Ao longo dos anos, percebemos que a música também adquiriu uma dimensão visual. Nestes últimos anos, essa mesma dimensão tornou-se maior. É um elemento de promoção que ganhou um novo espaço com a democratização da Internet e a facilidade de acedermos a estes conteúdos. No vídeo de “The Beauty of Agony” regista-se um especial cuidado em estabelecer essa conexão estilística com a vertente sonora. É uma forma de lermos a música dos Mercury Circle nessa concepção como um todo?

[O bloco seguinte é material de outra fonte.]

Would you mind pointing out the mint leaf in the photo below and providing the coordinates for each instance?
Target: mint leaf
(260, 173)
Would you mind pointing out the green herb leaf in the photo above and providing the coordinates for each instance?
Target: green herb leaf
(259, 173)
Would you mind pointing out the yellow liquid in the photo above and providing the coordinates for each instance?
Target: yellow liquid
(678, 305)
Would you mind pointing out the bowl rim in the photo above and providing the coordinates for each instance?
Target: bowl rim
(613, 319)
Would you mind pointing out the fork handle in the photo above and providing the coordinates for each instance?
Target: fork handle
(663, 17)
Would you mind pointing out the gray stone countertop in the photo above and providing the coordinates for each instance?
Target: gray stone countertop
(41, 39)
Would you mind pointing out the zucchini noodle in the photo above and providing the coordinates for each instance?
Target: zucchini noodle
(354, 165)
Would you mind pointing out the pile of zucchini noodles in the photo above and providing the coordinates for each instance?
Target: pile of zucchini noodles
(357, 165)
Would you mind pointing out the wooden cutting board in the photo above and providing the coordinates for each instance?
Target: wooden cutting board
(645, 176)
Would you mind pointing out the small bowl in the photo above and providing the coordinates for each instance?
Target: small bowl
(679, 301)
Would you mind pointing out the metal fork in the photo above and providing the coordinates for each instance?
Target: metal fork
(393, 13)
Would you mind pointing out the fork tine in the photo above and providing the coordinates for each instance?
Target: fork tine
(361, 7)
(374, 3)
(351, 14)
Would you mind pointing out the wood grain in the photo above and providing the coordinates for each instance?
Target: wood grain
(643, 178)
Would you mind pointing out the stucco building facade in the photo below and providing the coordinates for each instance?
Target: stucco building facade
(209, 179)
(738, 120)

Ande: Temos pensado muito sobre o aspecto visual dos Mercury Circle. A música é única e o estilo visual deve corresponder a isso. Depois lançámos o vídeo de “New Dawn”. É uma música muito emocional e triste, e queríamos que o vídeo também carregasse essas emoções. Acho que funcionou muito bem! Temos recebido muitos comentários bons sobre os dois vídeos.
Na
press-release,
e como já referiram,
mencionam a intenção de, ainda este ano, lançarem o vosso primeiro
álbum. O que poderemos esperar desse trabalho, se for possível
adiantar algo sobre ele? É intenção vossa manter os Mercury Circle
o mais activos possível com lançamentos e concertos de forma
regular?
Ande:
Neste momento, estamos a trabalhar no álbum. Será lançado no
início do próximo ano. O material tem muito mais variedade do ponto
de vista sónico comparativamente a “The Dawn of Vitriol”. Já
durante os trabalhos de gravação do novo registo, entrou para a
banda o Jaska Raatikainen – trouxe muitas ideias incríveis para os
arranjos e ajudou-nos a moldar as músicas quanto à sua forma final.

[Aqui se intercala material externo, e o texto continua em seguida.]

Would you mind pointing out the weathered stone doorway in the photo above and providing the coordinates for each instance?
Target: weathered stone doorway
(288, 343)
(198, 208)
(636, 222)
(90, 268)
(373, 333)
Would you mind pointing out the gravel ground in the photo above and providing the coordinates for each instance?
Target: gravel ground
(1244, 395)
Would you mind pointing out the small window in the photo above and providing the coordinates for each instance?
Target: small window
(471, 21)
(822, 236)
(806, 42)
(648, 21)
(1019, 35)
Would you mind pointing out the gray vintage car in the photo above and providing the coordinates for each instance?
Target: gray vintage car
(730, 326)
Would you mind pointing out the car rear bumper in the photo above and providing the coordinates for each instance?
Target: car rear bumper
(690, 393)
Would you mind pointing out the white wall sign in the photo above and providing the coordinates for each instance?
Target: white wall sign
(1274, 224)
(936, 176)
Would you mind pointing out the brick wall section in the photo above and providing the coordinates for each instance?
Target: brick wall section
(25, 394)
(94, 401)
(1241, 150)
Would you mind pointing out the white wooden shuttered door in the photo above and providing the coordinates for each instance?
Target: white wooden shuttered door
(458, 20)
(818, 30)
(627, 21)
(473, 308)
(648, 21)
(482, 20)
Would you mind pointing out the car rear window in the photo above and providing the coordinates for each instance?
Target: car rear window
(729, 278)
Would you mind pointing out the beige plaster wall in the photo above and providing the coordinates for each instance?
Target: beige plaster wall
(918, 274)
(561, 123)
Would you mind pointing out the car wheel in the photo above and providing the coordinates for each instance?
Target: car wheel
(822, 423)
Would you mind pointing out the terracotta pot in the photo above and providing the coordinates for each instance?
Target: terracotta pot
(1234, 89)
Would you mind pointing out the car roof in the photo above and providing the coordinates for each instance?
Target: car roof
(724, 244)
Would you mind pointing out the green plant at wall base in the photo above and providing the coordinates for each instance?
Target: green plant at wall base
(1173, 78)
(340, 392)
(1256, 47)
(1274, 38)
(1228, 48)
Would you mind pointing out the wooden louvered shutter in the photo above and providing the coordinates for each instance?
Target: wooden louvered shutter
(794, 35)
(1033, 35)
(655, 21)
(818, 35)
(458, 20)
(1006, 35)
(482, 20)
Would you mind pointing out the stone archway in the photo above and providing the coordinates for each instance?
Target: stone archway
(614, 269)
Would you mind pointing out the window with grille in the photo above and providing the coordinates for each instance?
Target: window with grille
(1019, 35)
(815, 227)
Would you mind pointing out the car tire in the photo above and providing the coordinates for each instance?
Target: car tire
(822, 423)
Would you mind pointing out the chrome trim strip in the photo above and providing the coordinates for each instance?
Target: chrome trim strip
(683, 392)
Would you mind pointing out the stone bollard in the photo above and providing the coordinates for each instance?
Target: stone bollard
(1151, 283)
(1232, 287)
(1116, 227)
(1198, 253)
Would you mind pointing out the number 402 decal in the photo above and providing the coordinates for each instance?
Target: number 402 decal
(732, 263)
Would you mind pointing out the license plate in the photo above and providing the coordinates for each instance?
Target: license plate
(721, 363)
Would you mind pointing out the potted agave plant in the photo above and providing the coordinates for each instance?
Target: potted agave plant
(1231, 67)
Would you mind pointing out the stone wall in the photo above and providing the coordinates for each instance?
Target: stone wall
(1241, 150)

Estamos muito animados com o álbum e a nova formação.
Relativamente a lançamentos regulares e concertos, seremos o mais
activos possível, com certeza.
Jaani: Quando o Jaska entrou,
começámos a sentir-nos mais como uma banda de verdade e não apenas
um simples projecto. Na verdade, eu estava um pouco preocupado
relativamente à forma como ele se encaixaria no grupo, porque ele
vinha de um registo muito diferente praticado nos Children of Bodom,
mas estou muito satisfeito por esse passo ter sido dado, porque o
Jaska trouxe imensas ideias incríveis e não tem qualquer limitação
quando se trata de música. As sessões de gravação da bateria
foram um bocado loucas. Estávamos numa base de testar todas as
ideias que nos passavam pela cabeça. Na verdade, fizemos imensos
takes
– mesmo depois de decidirmos ‘ok, temos
a bateria’ –,
apenas por pura diversão, para vermos o que poderíamos retirar
dali, e muitas vezes algo mágico acontecia. Abordamos coisas na
linha do trip-hop ou imitamos baterias electrónicas dos anos 80,
pensamos no que é que os Genesis fariam agora ou o baterista de
Frank Sinatra…
Actualmente
estamos todos a atravessar um período muito estranho e conturbado
com a pandemia. Existem planos para transportar “The Dawn of
Vitriol” para o palco?
Ande:
Espero que seja possível darem-se concertos a partir do início do
próximo ano se a situação actual da COVID-19 ficar mais fácil.
Mal podemos esperar por subir ao palco e tocar estas músicas!
A paleta de projectos em que participaste é já bastante extensa. Tens projectos teus e alguns deles em silêncio há algum tempo. No caso dos Iconcrash, tens intenção de lançar algo novo já que as últimas notícias remontam a 2012?
Jaani: Não, não estou a pensar fazer isso. Com os Mercury Circle sinto-me totalmente livre para fazer o que quiser como compositor e produtor. Inclusive, estou a pegar em algumas ideias que tinha para os Iconcrash e a trazê-las para os Mercury Circle. Essa paisagem mais sombria e pesada é a que melhor espelha o que sinto. Não penso em playlists de rádio, nem sinto qualquer pressão das editoras para criar sucessos. Posso canalizar toda a escuridão suja que tenho dentro de mim para as minhas composições, e quando esse trabalho a nível melódico e lírico fica terminado, sinto-me muito bem. Sou uma pessoa muito espiritual, mas estou a tentar não trazer muito essa faceta para as letras. Em alguns temas, porém, as influências são mais visíveis, porque não tive outra escolha a não ser dar voz ao mundo dos espíritos.